By entering into and executing the Agreement the parties are deemed to have signed these SCCs including their annexes as of the date the Parties entered into the Agreement.
Schedule 5: UK International Data Transfer Addendum
For the UK GDPR:
The "International Data Transfer Addendum to the EU Commission Standard Contractual Clauses" issued by the Information Commissioner's Office under s.119A(1) of the Data Protection Act 2018 (“UK Addendum”) will be deemed entered into and incorporated into the Agreement by reference as follows:
1. Part 1: Tables 1 to 3 in Part 1 of the UK Addendum shall be deemed completed with the information set out above in Schedule 4 of the Data Processing Addendum as applicable with the Security Measures, in Schedule 3, and table 4 in Part 1 of the UK Addendum shall be deemed completed by selecting "both party".
2. Part 2: Each Party agrees to be bound by the terms and conditions set out in this Part 2, in exchange for the other Party also agreeing to be bound by this Part 2. The EU SCCs completed as set out above for EU Personal Data shall apply to transfers of such data and shall be deemed amended as specified by Part 2 of the UK Addendum in respect of the transfer of such personal data.
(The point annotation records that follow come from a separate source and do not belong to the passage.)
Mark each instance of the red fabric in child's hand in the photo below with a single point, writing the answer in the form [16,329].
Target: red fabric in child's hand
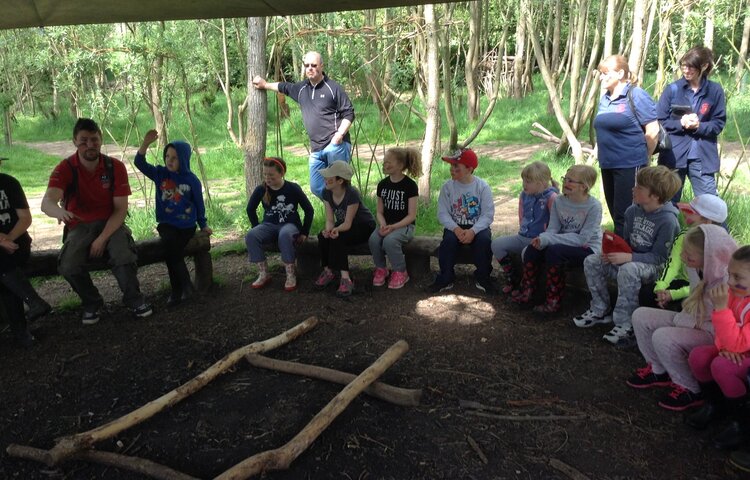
[613,243]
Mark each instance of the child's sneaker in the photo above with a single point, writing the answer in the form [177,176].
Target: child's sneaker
[346,286]
[589,319]
[378,278]
[620,335]
[646,378]
[325,278]
[398,280]
[680,398]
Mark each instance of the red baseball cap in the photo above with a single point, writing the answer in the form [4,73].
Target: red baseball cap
[464,156]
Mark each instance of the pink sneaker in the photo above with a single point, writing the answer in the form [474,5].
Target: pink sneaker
[378,278]
[325,278]
[346,286]
[398,280]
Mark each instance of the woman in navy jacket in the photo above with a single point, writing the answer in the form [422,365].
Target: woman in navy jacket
[693,112]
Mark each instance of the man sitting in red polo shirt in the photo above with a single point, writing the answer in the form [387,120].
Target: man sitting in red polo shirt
[89,193]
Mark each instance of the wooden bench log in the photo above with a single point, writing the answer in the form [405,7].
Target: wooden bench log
[44,262]
[417,252]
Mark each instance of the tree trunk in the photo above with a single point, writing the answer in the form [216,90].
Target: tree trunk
[665,25]
[636,48]
[472,59]
[555,55]
[742,57]
[518,62]
[255,139]
[432,114]
[609,29]
[444,36]
[579,41]
[575,145]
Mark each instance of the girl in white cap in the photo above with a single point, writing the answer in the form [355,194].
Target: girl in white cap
[348,222]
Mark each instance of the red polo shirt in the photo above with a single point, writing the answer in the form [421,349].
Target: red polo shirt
[93,201]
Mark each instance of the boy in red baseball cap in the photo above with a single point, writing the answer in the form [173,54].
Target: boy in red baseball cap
[466,210]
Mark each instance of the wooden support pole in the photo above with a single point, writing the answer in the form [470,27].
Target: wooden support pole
[405,397]
[281,458]
[133,464]
[71,444]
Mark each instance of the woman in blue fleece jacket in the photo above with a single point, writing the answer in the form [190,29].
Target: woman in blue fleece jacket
[179,206]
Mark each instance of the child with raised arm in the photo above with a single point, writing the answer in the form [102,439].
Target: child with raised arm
[650,227]
[466,211]
[534,205]
[396,215]
[15,248]
[665,338]
[674,285]
[281,201]
[179,206]
[574,233]
[722,368]
[348,222]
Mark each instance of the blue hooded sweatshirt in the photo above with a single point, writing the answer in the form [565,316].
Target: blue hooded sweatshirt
[179,195]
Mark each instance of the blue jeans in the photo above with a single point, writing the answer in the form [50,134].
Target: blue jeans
[284,234]
[392,246]
[322,159]
[480,252]
[703,183]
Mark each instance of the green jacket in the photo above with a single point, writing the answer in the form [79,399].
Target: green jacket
[674,269]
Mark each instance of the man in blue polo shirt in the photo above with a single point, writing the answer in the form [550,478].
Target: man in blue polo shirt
[326,112]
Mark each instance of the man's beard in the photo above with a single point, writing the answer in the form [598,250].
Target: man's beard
[91,155]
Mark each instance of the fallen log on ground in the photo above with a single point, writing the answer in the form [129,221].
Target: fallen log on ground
[125,462]
[69,445]
[406,397]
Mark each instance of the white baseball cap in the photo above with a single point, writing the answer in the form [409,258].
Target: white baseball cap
[707,206]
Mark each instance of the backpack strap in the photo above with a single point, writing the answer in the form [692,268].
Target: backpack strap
[629,96]
[72,189]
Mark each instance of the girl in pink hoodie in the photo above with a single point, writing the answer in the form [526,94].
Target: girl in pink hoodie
[666,338]
[724,365]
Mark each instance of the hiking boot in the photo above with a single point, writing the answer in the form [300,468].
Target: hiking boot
[325,278]
[646,378]
[506,274]
[620,335]
[680,399]
[90,318]
[378,278]
[143,311]
[346,287]
[438,286]
[263,279]
[590,318]
[485,285]
[397,280]
[290,284]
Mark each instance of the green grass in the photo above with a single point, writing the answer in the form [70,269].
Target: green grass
[26,165]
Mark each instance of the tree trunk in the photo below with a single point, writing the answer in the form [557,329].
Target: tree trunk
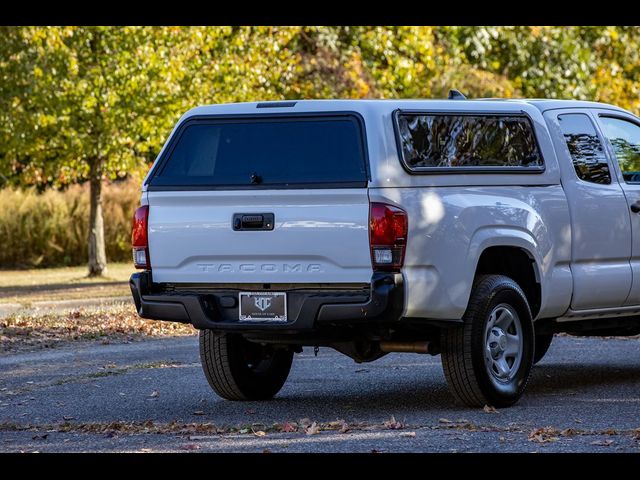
[97,254]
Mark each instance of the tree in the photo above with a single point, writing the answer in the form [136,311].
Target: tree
[85,103]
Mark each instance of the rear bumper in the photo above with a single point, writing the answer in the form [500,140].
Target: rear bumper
[308,309]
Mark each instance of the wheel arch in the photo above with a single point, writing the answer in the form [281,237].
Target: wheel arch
[511,252]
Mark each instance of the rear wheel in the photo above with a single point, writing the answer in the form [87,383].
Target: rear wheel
[487,359]
[238,369]
[543,342]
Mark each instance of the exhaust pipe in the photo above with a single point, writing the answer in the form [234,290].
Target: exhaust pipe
[405,347]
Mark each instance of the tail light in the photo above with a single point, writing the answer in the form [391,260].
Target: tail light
[140,238]
[388,226]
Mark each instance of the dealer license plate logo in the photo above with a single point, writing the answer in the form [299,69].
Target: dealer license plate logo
[263,307]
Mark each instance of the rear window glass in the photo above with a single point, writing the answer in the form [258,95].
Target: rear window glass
[587,154]
[290,151]
[449,141]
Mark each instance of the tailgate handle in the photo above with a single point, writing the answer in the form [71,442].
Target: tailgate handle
[253,221]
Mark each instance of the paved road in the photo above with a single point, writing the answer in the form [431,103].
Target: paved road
[587,390]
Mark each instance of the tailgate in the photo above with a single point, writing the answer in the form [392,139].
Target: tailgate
[318,236]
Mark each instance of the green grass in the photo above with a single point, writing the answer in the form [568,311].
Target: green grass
[65,283]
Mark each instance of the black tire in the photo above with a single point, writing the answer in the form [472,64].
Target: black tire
[543,342]
[238,369]
[463,347]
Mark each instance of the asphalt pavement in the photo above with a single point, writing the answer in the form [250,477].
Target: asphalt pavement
[152,396]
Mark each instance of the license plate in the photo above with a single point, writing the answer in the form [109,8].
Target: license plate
[263,307]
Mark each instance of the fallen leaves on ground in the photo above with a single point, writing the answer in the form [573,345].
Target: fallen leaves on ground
[190,446]
[603,443]
[287,427]
[116,323]
[544,435]
[312,429]
[393,424]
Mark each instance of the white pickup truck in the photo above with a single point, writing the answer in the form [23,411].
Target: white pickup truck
[473,229]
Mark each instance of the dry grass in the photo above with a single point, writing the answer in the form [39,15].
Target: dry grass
[66,283]
[50,228]
[115,324]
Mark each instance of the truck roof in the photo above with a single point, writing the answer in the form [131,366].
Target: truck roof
[384,106]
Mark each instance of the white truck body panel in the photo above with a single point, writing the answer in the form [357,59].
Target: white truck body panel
[320,236]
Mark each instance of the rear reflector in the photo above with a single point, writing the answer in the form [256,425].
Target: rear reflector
[388,226]
[139,238]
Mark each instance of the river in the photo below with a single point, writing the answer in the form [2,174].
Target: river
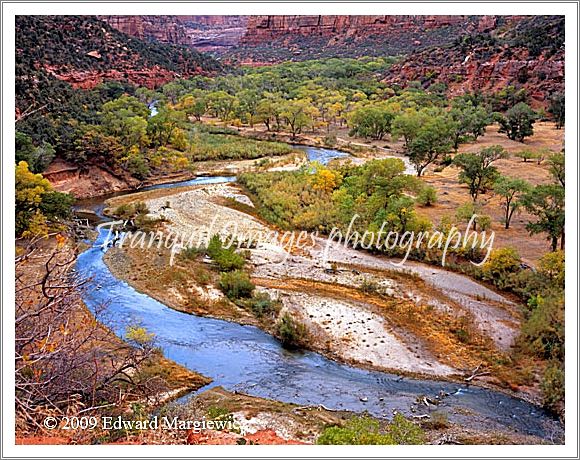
[246,359]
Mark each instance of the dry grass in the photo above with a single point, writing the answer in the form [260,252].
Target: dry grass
[451,193]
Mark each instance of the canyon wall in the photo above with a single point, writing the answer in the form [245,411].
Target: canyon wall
[205,33]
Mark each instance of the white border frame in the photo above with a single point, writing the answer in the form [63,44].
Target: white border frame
[569,9]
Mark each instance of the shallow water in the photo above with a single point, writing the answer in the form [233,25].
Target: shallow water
[246,359]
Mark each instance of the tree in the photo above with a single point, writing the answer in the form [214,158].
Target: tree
[527,154]
[222,104]
[433,139]
[558,109]
[408,125]
[248,108]
[194,105]
[477,170]
[470,121]
[511,191]
[298,114]
[161,127]
[558,168]
[518,122]
[37,204]
[126,119]
[371,121]
[270,110]
[38,158]
[546,203]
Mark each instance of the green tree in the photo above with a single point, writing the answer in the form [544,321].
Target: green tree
[546,203]
[528,154]
[37,158]
[433,139]
[558,168]
[470,121]
[408,124]
[126,119]
[298,115]
[194,105]
[518,122]
[162,126]
[37,204]
[222,105]
[511,191]
[477,170]
[371,121]
[558,109]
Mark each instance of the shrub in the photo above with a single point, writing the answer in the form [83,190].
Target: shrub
[225,258]
[261,304]
[500,265]
[190,253]
[484,221]
[403,431]
[552,386]
[236,285]
[552,266]
[543,333]
[364,430]
[357,431]
[439,420]
[427,196]
[292,334]
[369,286]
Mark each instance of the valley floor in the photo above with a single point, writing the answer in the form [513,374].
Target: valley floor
[409,322]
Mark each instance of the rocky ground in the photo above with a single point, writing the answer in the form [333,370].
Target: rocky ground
[357,307]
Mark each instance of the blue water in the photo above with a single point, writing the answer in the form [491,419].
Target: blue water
[246,359]
[323,156]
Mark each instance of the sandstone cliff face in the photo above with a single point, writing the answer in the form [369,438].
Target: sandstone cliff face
[531,56]
[205,33]
[264,28]
[166,29]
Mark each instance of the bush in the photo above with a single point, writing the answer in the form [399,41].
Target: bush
[543,333]
[358,431]
[292,334]
[427,196]
[190,253]
[500,266]
[552,386]
[225,258]
[403,431]
[261,304]
[364,430]
[552,266]
[484,221]
[236,285]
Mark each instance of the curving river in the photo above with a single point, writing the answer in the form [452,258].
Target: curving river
[248,360]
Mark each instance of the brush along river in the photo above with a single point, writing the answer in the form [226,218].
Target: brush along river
[246,359]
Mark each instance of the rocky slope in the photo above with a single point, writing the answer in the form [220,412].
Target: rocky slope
[528,55]
[271,38]
[83,51]
[206,33]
This Part 2 shall be interpreted in a manner that is consistent with UK data protection laws and so that it fulfils the Parties’ obligation to provide appropriate safeguards.
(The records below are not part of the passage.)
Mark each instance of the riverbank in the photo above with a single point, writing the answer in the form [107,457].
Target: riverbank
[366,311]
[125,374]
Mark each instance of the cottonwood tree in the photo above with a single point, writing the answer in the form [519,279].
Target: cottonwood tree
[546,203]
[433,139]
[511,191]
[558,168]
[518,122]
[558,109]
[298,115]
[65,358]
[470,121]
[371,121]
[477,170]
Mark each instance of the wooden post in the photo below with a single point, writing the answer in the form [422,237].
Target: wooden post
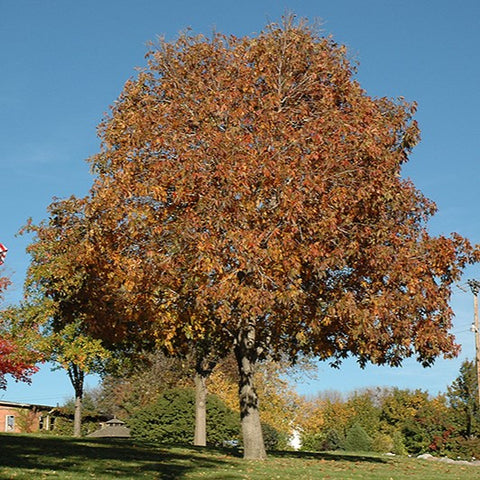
[475,287]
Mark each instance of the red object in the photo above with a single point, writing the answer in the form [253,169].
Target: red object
[3,253]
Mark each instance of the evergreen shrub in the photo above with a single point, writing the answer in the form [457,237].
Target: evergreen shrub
[171,419]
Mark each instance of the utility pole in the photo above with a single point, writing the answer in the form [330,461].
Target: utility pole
[475,287]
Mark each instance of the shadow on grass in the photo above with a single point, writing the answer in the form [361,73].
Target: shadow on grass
[343,456]
[83,458]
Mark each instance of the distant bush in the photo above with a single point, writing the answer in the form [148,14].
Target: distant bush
[382,443]
[398,444]
[357,439]
[171,419]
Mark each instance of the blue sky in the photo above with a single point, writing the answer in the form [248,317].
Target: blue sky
[64,62]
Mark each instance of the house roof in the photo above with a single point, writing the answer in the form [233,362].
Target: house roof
[4,403]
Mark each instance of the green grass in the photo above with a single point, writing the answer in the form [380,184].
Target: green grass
[29,457]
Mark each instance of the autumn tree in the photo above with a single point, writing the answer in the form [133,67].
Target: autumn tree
[17,353]
[253,189]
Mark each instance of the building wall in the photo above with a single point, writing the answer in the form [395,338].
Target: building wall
[19,419]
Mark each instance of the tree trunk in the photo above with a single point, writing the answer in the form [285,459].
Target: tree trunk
[200,438]
[77,418]
[246,355]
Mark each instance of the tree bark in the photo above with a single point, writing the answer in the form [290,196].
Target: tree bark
[200,438]
[246,355]
[77,418]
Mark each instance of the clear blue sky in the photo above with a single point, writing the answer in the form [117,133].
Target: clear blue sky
[63,62]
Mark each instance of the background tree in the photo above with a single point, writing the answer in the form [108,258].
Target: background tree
[252,190]
[462,395]
[59,285]
[18,355]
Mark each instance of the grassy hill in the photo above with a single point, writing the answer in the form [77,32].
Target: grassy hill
[29,457]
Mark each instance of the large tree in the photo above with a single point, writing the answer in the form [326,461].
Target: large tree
[59,290]
[253,192]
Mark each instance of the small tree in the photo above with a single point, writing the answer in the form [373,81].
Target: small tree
[18,355]
[57,287]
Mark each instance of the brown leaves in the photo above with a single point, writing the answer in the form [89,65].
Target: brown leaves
[256,180]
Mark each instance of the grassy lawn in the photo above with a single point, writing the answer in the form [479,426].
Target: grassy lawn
[26,457]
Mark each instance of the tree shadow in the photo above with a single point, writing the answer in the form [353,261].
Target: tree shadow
[122,459]
[343,456]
By entering into and executing the Agreement the parties are deemed to have signed this UK Addendum.
Schedule 6: Swiss Cross Border Transfers
The Parties agree that the Standard Contractual Clauses as detailed in Schedule 4 shall be adjusted as set out below where the revised Swiss Federal Act on Data Protection, effective 1 September 2023 (FADP) applies to Swiss transfers:
1. References to the Standard Contractual Clauses mean the Standard Contractual Clauses as amended by this Schedule 6.
2. The Swiss Federal Data Protection and Information Commissioner shall be the sole Supervisory Authority for Swiss transfers exclusively subject to the FADP.
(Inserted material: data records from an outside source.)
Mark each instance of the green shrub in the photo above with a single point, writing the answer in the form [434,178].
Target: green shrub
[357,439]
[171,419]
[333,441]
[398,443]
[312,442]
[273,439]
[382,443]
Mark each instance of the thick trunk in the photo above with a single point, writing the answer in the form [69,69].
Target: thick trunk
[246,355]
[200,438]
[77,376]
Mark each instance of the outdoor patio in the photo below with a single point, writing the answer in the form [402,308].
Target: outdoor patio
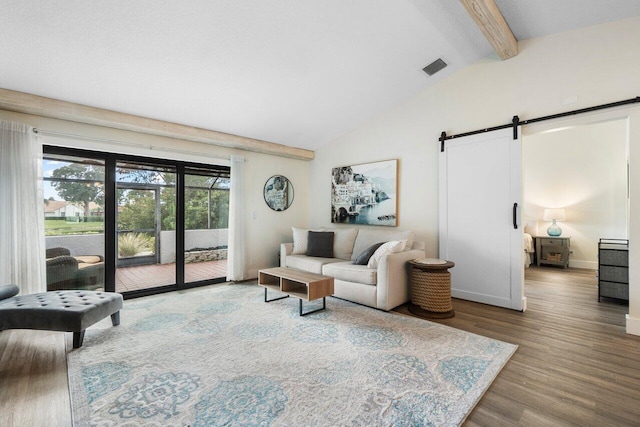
[151,276]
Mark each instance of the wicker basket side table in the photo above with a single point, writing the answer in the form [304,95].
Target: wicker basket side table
[431,288]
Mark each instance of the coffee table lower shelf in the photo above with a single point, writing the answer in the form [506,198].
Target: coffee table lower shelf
[300,284]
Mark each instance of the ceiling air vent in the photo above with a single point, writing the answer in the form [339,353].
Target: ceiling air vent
[434,67]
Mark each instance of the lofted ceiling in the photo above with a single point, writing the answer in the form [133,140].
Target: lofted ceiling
[294,72]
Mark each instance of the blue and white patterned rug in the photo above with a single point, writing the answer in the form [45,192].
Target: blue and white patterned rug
[221,356]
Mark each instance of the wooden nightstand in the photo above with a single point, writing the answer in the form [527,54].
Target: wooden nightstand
[553,250]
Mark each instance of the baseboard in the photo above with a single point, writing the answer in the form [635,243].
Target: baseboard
[591,265]
[633,325]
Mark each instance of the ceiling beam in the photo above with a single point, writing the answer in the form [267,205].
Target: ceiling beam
[489,19]
[21,102]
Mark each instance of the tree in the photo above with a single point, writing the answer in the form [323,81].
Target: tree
[80,184]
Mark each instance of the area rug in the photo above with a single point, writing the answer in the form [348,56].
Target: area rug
[221,356]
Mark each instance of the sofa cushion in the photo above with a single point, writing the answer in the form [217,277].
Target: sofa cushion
[350,272]
[343,241]
[363,258]
[384,250]
[89,259]
[307,263]
[300,240]
[7,291]
[367,237]
[320,244]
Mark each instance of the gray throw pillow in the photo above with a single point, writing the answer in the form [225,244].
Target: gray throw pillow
[320,244]
[363,258]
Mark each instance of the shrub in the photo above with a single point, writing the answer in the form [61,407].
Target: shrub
[131,244]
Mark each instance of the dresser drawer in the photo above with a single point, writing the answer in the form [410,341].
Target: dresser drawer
[614,274]
[614,290]
[613,257]
[552,242]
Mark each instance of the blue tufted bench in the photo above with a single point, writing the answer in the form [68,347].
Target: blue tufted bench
[66,311]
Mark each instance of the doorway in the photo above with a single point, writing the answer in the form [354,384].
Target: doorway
[579,165]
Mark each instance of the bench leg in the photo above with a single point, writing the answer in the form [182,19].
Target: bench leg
[78,337]
[115,318]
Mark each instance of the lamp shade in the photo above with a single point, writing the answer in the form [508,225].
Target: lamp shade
[551,214]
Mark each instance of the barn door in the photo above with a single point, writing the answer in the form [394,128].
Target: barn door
[480,211]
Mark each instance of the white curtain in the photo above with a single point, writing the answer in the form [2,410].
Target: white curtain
[22,249]
[236,251]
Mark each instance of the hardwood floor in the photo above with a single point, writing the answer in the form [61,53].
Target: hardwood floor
[575,364]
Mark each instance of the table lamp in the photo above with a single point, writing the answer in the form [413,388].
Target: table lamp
[554,215]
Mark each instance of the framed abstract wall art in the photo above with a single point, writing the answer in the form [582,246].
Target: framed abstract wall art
[365,193]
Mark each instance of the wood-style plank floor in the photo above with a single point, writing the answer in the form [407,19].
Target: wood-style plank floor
[575,364]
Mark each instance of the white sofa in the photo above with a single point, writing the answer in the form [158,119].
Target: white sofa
[384,287]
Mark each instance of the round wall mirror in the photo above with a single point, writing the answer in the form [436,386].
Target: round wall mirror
[278,193]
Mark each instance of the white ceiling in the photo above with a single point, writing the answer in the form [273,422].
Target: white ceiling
[294,72]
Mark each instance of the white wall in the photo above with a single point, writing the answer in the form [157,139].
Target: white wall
[584,170]
[597,64]
[265,229]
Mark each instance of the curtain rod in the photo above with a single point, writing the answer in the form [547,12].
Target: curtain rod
[127,144]
[515,122]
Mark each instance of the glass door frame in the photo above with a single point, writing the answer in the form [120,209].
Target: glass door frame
[110,214]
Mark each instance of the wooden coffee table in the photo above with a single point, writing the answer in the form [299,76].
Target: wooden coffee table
[296,283]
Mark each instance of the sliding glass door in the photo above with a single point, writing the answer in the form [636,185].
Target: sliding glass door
[74,221]
[206,210]
[150,225]
[145,219]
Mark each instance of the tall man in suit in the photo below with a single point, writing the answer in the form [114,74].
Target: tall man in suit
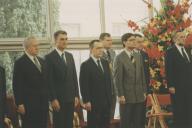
[95,83]
[63,83]
[4,121]
[109,55]
[30,86]
[145,58]
[179,72]
[130,82]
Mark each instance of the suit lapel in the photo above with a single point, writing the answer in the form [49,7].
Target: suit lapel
[29,61]
[127,59]
[96,67]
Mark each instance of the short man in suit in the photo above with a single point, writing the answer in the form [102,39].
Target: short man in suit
[130,82]
[4,121]
[95,83]
[63,85]
[109,55]
[30,86]
[145,58]
[179,72]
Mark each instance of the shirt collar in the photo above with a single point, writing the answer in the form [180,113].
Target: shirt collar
[94,59]
[128,52]
[59,51]
[30,56]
3. The terms “General Data Protection Regulation” or “Regulation (EU) 2016/679” as utilized in the Standard Contractual Clauses shall be interpreted to include the FADP with respect to Swiss transfers.
4. References to Regulation (EU) 2018/1725 are removed.
5. Swiss transfers subject to both the FADP and the GDPR shall be dealt with by the EU Supervisory Authority named in Schedule 4.
6. References to the “Union”, “EU” and “EU Member State” shall not be interpreted in such a way as to exclude Data Subjects in Switzerland from the possibility of exercising their rights in their place of habitual residence (Switzerland) in accordance with Clause 18(c) of the Standard Contractual Clauses.
7. Where Swiss transfers are exclusively subject to the FADP, all references to the GDPR in the Standard Contractual Clauses are to be understood to be references to the FADP.
8. Where Swiss transfers are subject to both the FADP and the GDPR, all references to the GDPR in the Standard Contractual Clauses are to be understood to be references to the FADP insofar as the Swiss transfers are subject to the FADP.
By entering into and executing the Agreement the parties are deemed to have signed these SCCs including their annexes and taking into the adjustments above as of the date the Parties entered into the Agreement.